People with this syndrome experience progressive loss of kidney function. Almost all affected individuals have blood in their urine (hematuria), which indicates abnormal functioning of the kidneys. Other symptoms include High blood pressure, protein in the urine, and Edema.
Many people with this syndrome also develop high levels of protein in their urine (proteinuria). The kidneys become less able to function as this condition progresses, resulting in end-stage renal disease (ESRD).
People with Alport deafness-nephropathy frequently develop sensorineural hearing loss, which is caused by abnormalities of the inner ear, during late childhood or early adolescence. Affected individuals may also have misshapen lenses in the eyes (anterior lenticonus) and abnormal coloration of the light-sensitive tissue at the back of the eye (retina). These eye abnormalities seldom lead to vision loss.
Significant hearing loss, eye abnormalities, and progressive kidney disease are more common in males with this syndrome than in affected females.

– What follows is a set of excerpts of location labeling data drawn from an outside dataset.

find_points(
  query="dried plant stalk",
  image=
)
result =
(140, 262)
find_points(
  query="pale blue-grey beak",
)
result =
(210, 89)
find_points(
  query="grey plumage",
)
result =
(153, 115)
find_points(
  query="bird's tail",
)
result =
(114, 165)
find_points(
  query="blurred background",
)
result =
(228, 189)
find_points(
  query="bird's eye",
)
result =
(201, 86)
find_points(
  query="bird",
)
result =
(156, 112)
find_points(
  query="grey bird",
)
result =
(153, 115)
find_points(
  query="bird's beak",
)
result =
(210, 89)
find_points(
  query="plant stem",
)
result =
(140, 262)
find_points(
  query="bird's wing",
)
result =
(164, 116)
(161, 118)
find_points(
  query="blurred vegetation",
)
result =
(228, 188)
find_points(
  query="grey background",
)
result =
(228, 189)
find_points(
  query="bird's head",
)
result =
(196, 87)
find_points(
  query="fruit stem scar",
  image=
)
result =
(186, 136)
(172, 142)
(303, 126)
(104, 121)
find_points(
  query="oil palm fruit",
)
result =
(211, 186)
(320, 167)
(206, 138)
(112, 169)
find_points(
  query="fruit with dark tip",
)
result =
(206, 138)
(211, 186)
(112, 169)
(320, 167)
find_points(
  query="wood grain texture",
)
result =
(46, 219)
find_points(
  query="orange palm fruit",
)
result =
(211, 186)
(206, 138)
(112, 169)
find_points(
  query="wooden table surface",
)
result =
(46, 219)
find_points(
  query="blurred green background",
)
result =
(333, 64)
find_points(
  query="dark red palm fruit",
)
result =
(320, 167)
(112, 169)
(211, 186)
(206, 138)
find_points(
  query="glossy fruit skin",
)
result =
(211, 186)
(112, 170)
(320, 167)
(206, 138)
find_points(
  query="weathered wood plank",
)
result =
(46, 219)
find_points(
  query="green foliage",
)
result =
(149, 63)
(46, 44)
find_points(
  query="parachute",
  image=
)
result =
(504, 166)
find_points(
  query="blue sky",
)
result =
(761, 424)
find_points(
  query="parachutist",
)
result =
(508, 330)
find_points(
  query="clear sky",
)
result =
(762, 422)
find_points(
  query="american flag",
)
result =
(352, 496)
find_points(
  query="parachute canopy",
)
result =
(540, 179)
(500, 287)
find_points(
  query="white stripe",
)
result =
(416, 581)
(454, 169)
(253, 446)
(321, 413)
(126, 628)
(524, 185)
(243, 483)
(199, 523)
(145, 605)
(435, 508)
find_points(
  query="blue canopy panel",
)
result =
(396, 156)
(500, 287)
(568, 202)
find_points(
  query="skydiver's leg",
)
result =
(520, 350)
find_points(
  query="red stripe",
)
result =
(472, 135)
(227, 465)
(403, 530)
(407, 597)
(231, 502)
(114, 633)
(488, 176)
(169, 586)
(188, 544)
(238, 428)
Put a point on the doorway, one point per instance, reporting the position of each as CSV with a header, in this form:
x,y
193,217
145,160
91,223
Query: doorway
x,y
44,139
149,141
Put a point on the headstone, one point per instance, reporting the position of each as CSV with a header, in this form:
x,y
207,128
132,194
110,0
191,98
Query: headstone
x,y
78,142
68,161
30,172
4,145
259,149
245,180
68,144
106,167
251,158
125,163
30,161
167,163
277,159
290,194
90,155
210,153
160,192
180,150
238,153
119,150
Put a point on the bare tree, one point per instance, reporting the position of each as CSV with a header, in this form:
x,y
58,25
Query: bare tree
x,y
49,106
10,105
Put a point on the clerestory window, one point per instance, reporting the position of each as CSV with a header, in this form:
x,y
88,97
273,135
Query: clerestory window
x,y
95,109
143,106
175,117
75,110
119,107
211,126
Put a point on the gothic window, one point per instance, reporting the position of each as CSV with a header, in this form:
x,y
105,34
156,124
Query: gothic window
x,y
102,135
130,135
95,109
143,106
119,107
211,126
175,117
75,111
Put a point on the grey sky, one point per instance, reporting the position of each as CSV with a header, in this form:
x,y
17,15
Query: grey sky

Currently, there is no specific treatment for Alport syndrome. The goal is to treat the symptoms and help slow the progression of kidney disease. This may include:
- ACE inhibitor or ARB medicines (medications to control high blood pressure)
- Diuretics (water pills)
- Limit sodium (salt) in your diet
If you are approaching kidney disease because of Alport syndrome, kidney transplantation is usually very successful in people with Alport syndrome and is considered the best treatment when kidney failure is approaching.